In the middle of all that is story No. 2, which is the demographic death dive of the old world of mainline, liberal Protestantism. …

Some will say: This is just a projection, not a set of carved in stone facts. True, that. However, Burge is only attempting to project trends 10 years into the future. That’s not a giant leap, when you are using trend lines dating back four decades. (I’d like to see that chart enlarged to 1960 or so, which would give us the true peak of old Mainline power and cultural prestige.)

I appreciate the fact that Burge has continued to stress another trend that is affecting some of these numbers — the stunning rise of nondenominational megachurches that, often, do not stress formal church membership.

Some, but certainly not all, decline seen in the Southern Baptist Convention’s statistics are almost certainly linked to the growth of these churches that are not hindered by the presence of a controversial brand name on the large signs out front.

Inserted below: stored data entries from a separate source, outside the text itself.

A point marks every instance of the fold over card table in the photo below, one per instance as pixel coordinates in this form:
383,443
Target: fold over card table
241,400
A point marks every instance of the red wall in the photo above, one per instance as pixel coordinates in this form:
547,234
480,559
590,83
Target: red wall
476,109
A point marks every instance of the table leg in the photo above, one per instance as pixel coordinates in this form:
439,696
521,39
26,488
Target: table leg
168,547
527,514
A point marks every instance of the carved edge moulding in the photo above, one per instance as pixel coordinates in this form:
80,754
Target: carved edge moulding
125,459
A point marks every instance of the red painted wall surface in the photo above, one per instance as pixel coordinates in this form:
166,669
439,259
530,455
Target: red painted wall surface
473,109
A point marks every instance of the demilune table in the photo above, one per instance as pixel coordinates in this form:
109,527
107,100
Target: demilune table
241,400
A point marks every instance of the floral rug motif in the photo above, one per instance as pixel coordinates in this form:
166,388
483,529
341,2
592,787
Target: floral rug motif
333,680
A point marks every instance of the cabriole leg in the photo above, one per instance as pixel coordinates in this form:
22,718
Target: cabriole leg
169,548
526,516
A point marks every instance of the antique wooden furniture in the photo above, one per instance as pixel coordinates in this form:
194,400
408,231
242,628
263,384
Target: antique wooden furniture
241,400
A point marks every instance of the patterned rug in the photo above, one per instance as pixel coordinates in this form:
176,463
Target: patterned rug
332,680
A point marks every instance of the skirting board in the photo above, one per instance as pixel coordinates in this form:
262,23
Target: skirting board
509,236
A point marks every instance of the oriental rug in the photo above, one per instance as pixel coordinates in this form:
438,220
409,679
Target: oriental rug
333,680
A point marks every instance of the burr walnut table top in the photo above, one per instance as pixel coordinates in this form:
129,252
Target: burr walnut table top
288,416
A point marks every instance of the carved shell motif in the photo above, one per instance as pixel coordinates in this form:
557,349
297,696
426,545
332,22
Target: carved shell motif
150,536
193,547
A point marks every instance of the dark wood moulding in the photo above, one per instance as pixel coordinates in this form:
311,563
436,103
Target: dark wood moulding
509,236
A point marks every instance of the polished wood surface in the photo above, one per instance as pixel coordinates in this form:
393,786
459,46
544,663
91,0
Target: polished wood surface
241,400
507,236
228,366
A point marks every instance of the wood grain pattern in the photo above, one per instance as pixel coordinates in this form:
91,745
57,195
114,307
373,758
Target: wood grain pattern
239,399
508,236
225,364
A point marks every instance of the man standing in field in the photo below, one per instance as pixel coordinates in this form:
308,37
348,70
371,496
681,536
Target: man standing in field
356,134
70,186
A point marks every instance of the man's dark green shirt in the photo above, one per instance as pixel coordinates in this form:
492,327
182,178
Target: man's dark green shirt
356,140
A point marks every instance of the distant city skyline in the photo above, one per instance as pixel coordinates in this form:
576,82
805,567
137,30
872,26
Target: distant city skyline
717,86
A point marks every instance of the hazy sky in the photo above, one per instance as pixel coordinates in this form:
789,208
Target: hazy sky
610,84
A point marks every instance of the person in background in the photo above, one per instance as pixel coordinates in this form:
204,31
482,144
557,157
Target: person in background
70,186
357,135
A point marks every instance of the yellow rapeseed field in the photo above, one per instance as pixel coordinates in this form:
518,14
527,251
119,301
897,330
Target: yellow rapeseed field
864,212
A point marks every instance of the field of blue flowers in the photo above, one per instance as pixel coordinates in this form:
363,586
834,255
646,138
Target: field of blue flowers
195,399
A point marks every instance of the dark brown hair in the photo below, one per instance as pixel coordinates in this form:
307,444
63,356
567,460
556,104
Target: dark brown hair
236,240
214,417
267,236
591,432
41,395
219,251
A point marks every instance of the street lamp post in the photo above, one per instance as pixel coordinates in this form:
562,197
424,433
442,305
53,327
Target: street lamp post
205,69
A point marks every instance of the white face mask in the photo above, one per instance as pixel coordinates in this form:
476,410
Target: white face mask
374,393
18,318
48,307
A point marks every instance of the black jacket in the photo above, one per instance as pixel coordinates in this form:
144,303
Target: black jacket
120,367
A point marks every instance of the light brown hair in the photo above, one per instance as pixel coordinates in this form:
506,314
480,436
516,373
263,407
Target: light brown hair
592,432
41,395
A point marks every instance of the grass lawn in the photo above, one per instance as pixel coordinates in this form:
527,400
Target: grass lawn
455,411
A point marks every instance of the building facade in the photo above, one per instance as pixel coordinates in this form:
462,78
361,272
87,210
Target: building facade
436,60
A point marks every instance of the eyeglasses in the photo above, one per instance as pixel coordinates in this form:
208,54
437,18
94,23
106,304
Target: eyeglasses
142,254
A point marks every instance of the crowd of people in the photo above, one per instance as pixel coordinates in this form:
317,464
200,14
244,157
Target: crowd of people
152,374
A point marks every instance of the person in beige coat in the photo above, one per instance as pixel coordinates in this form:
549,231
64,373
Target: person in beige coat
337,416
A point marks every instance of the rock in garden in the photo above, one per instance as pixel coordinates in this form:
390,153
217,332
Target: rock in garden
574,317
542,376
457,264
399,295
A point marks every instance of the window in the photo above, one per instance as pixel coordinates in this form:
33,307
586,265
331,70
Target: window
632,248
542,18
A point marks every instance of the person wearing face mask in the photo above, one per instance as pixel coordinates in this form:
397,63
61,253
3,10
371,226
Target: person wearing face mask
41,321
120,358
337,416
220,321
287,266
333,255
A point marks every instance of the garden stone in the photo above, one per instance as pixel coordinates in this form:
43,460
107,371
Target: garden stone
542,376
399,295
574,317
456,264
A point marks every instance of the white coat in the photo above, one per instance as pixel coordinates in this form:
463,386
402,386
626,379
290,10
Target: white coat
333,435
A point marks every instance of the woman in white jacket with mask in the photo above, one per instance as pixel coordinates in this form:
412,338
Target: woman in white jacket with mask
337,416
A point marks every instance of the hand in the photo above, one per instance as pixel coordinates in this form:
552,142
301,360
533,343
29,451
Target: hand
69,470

Millions of “seekers” flow in and out of their pews without ever becoming “members.” Thus, when pollsters ask if they are “members” of a church, it is likely that some of these people answer “no.” They attend this or that independent church, but they have never joined.

Also, no one will be surprised that a political scientist offered this theory, as well (see this post, “Ryan Burge on nondenominationalism: This is a strategic piece in many news puzzles“). This is a quote from a Religion in Public piece:

It seems plausible that some individuals have left Southern Baptist churches to become nondenominational not for any type of theological reason, but because they disagreed with some of the political positions espoused by famous Southern Baptist leaders. This could manifest itself in a difference in party identification between the groups.

The mean party identification for each of the three traditions provides no support for this hypothesis, however. In fact, there is no statistical difference in the average partisanship of SBC and nondenominational church goers. What may be even more interesting is to note that United Methodists are only slightly more liberal.

Here is another trend that is seen in all of these statistics — “secularization.”

Ah, but what is driving “secularization”? Changes in the global economy and trends in education, for starters. Consider this large slice of an interview with Burge, posted at the progressive Baptist News Global website, discussing the omnipresent “nones” and related trends:

It’s equally futile to try to pigeon-hole this group of Americans, he advised. “Today, they are more politically diverse and regionally diverse. It’s really hard to pin them down.”

Some of them are angry at or afraid of religions. For example, LGBTQ people often feel ostracized in religious settings, while others are turned off by politics in the pulpit. Still others are turned off by theology in general, and some just never went to church growing up.

Generational differences are driving some of the numbers, Burge added. “For every old religious person who dies, they are being replaced by a younger person with no religion. So while 30% of the overall population are nones, among Gen Z it is 40%.”

And assuming nones are all atheists and agnostics also is counterproductive, he warned. Combined, atheists and agnostics comprise only 12% of the religiously unaffiliated while a subgroup known as “nothing in particular” makes up as much as 20% of nones. …

Most remarkable is how quickly religiously unaffiliated Americans have ascended from obscurity in the 1970s to where they are now.

“One thing that fascinates me is how fast they’re growing,” he said. “It is just incomprehensible. Change is glacial for most religious groups, but the nones are growing a point or two every two years. You just don’t see that with other religious groups.”

I read Burge’s new book this weekend and will be writing about some of the questions raised in its pages — questions that, frankly, have been looming in the background for several decades.

Can you say “spiritual, but not religious”?

Think about it. That’s a phrase I started hearing in the New Age fads of the late 1980s. For example: Does the term “Sheilaism” ring a bell?